Transformationist business leaders should be doubling down right now on the investments they’ve already been making in artificial intelligence and robotics. They should also, right now, start to re-conceptualize their businesses in terms of how they fit into a less-stuff/more experiences consumer marketplace.

Meanwhile, transformationist savants will start thinking about how to configure an economy so that people don’t need to work to make their lives work.

And not only an economy, but a society and culture, too.

Comments (3)

  • Also for transformationists: Even on a more modest scale, lots of businesses are proving to the powers-that-be that remote working really does work adequately for more positions than they wanted to admit. The lost employee productivity that comes from not having an eye on everyone in their cubicles may be offset by the reduced real estate square footage that companies discover they can get by with.

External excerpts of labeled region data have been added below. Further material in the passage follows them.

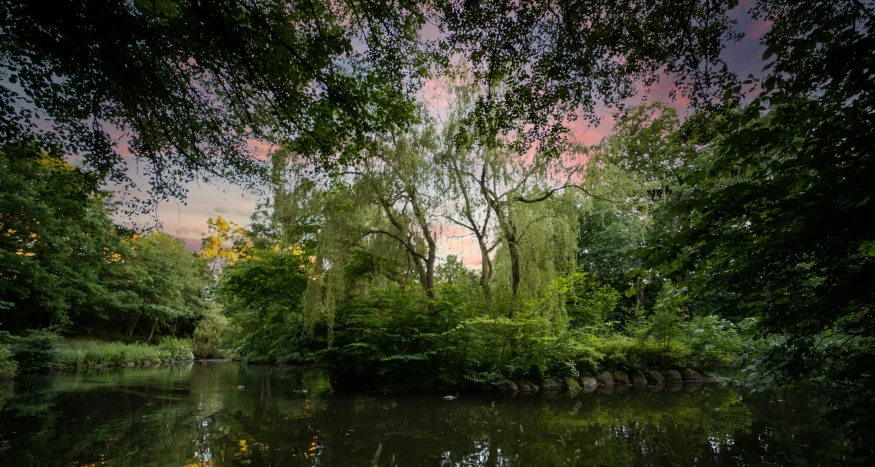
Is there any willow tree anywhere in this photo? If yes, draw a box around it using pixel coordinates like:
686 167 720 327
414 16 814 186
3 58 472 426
355 125 440 298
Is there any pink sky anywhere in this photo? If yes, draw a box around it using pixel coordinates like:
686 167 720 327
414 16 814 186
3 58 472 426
126 0 769 260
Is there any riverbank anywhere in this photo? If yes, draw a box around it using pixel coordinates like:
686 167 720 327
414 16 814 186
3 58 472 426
331 368 732 394
0 335 230 378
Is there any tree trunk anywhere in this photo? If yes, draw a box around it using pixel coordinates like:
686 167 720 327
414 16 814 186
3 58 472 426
507 240 523 319
423 242 437 299
125 315 140 339
146 319 158 342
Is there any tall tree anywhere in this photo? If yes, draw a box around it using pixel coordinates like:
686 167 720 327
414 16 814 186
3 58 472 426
0 0 424 201
648 0 875 442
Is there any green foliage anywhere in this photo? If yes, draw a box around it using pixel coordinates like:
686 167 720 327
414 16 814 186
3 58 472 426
557 268 620 326
9 330 60 371
0 0 428 202
191 307 228 358
218 249 318 361
57 338 193 368
0 144 207 339
0 347 18 381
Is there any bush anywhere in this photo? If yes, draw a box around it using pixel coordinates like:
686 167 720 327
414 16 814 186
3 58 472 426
9 330 60 371
0 347 18 380
57 337 192 367
158 337 194 360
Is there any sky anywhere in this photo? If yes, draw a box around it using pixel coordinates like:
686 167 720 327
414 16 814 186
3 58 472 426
119 0 769 260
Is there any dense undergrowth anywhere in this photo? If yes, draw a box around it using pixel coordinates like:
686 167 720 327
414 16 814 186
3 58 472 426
0 331 207 378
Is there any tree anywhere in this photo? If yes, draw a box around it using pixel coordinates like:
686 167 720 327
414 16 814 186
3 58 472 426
647 0 875 441
438 0 741 157
0 143 127 331
198 216 252 278
126 231 207 342
0 0 424 198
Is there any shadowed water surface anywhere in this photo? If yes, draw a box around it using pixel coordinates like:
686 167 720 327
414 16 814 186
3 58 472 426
0 363 869 466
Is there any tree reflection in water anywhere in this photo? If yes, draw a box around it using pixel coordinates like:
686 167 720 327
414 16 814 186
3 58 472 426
0 363 870 466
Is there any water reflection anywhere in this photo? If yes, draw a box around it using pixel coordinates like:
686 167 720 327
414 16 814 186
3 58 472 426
0 363 868 466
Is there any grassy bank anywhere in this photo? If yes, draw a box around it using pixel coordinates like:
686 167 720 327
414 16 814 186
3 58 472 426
0 331 195 377
56 338 194 367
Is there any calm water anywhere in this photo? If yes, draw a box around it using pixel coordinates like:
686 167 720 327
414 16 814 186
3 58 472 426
0 363 870 466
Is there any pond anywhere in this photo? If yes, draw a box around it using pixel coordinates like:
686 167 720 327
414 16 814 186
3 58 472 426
0 362 868 466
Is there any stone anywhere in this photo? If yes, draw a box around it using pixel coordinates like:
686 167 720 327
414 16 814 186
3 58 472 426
516 379 538 393
629 370 647 386
663 370 684 384
470 383 492 392
492 379 519 392
541 378 562 391
595 371 614 386
702 376 729 384
580 376 599 392
416 381 437 392
665 382 684 392
614 370 629 386
684 380 705 392
562 376 581 393
644 370 665 386
438 383 465 392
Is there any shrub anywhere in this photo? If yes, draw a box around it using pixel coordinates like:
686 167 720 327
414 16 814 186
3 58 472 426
158 337 194 360
9 330 59 371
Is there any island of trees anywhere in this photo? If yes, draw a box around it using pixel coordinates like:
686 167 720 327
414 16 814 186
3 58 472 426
0 0 875 442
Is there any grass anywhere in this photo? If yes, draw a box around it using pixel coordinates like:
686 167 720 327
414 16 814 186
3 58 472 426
56 337 194 367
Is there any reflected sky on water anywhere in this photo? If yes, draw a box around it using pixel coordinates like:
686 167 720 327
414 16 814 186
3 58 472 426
0 362 871 466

    I know that’s a process that’s been ongoing, but this may dramatically accelerate the use of telework across any number of industries.

  • The Survivalists and Normalists of any era have given way to the Transformationists. I doubt any major firm will not now codify clear and definitive responses to another pandemic, or any other situation that necessitates remote work. The question should be “How substantial *will* the economic transformation be?” With some European countries pledging to implement UBI, and the idea becoming more well-known to Americans, it seems that all economists are thinking about how to configure an economy so that people don’t need to work to make their lives work.

  • Let’s hope the Normalists are right.
    Much like polio, measles, mumps, and smallpox, current science suggests that covid 19 (I’m lazy) isn’t going anywhere, and that our final solution is a vaccine to give us a safe way to herd immunity, as it has been with other highly contagious and dangerous viruses.
    The great advantage of the Normalists is that by furloughing most employees, our eco-dynamic will mostly be in place, when we have the tests we need and can insure everyone has spent 14 to 28 days in quarantine, and then been tested.
    Only a national shelter in place makes this scenario possible.
    At that point, we’ll know who is still at risk, and who is a risk to others, so we can gradually return most of the players to the field of economic battle.
    What is extremely important is that the money supply should remain close to constant throughout this process of preserving and then gradually re-peopling the rest of the economy.
    It’s the money supply we have to sustain to avoid a depression or even a recession.
    I don’t know that we will a second chance, if we screw this up.